13 Aralık 2010 Pazartesi

SOYLU İNANÇLARIMIZ

Kamera; Güven      İstanbul
Yaşıyorsan bedenine selam olsun Mariya.
Eğer ölümlü dünyanın ölümcül sırası sana geldiyse;
ruhuna sesleniyorum Mariya.
Evini açtın bana; buyur ettin içeriye. Sen Rum
geleneklerine, Hıristiyan inancına göre yaşamıştın,
bense Türk ve Müslaman inancına göre. Ama
insan olarak sarıldık birbirimize Mariya;insan olarak
sarıldık ve gördük ki ne Müslümanın kokusunda
ne Hıristiyanın kokusunda bir üstünlük vardı Mariya.

Kamera; Güven Rumeli Hisarı- İstanbul
Çok güzel ve özel bir sanat eseri. Artık,
barut ve kan kokuları yok burada. Abidin ile
Güzin'in şiir kokuları var buçrların üstünden
bakarken boğaziçine
SOYLU İNANÇLARIMIZ



 Bizim kültürümüzde bir söz vardır; “ başına gelenler pişmiş tavuğun başına gelmemiştir.” diye. Çok yakın zaman önce Bodrum Torba Mezarlığında yaşanan olay da insan olarak acı duyarken; insanlığın kör inançlar yüzünden nereden nereye geldiğini de görmüş oldum. Aslında bu olay buzdağının sadece en küçük tarafı!

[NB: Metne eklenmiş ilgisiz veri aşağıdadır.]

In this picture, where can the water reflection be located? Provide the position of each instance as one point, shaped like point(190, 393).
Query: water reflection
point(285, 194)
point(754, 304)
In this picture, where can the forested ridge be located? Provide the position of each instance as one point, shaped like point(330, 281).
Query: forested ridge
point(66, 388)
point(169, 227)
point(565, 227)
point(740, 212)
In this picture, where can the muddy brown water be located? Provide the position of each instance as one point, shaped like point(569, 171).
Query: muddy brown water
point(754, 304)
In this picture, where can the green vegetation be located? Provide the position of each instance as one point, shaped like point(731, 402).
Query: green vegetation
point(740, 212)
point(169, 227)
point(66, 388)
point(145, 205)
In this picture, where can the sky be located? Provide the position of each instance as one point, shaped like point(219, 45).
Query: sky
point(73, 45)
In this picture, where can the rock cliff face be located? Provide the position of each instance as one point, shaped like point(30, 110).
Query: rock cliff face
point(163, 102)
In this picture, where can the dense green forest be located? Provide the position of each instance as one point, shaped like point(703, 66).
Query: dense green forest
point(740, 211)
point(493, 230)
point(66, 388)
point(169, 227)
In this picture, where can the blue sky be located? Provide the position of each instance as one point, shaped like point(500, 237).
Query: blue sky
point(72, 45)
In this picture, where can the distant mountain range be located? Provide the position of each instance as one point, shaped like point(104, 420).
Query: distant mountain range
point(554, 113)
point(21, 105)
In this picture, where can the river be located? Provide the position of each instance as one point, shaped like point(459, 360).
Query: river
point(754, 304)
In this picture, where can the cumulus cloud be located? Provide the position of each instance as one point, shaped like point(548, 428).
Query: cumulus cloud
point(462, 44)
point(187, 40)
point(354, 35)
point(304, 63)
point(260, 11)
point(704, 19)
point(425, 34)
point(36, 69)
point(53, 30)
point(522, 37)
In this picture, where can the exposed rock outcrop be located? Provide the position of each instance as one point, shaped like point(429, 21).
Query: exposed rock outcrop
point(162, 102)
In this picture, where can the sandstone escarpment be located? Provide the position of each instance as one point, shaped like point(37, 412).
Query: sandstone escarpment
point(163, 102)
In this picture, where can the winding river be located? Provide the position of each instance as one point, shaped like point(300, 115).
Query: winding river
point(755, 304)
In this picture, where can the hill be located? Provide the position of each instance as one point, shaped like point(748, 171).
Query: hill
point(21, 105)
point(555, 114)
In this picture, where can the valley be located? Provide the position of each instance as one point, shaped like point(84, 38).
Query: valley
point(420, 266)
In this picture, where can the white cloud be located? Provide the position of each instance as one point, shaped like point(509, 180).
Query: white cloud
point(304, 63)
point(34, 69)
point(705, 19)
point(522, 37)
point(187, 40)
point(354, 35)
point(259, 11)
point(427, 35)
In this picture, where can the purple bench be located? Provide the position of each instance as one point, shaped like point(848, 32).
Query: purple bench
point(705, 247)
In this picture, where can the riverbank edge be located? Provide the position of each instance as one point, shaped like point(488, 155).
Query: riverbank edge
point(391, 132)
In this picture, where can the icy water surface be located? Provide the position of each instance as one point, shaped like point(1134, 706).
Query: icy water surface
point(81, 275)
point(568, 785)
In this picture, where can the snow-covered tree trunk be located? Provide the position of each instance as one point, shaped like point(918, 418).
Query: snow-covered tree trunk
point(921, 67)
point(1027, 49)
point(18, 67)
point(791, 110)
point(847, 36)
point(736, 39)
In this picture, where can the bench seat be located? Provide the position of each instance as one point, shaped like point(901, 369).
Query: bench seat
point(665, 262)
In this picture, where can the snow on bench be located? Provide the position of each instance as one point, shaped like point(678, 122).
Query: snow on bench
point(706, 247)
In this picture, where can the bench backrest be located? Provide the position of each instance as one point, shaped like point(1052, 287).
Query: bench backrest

 Bodrum Torbalı Mezarlığında inançlar savaşı yaşanıyor. Kanadalı emekli diplomat Himmelbach emekliliğini geçirdiği bu bölgeyi çok sevmiş. Ve öldüğünde de buraya gömülmeyi vasiyet etmiş. Ölmeden önce mezar yeri de satın almış. Gün gelmiş vade dulmuş. Emekli diplomat ölmüş. Konu-komşu toplanıp Bodrum Torba Mezarlığına gömmüşler.

 Kanadalı Himmelbach sevdiği yerde huzur içinde uyurken, yakınındaki mezar komşusunun akrabaları Müslüman Türk bir aile bu durumdan rahatsız olmuş. Ve Müslüman akrabasının yanında Hıristiyan birine ait mezarın bulunmasını istememiş. Bu mevta buradan kaldırılsın, demiş. Öyle ya, ölmüş akrabasına dua ederken Hıristiyan bir insanın mezarı yakınında olmaktan dolayı acı duymuş. Buraya kadar çok güzel…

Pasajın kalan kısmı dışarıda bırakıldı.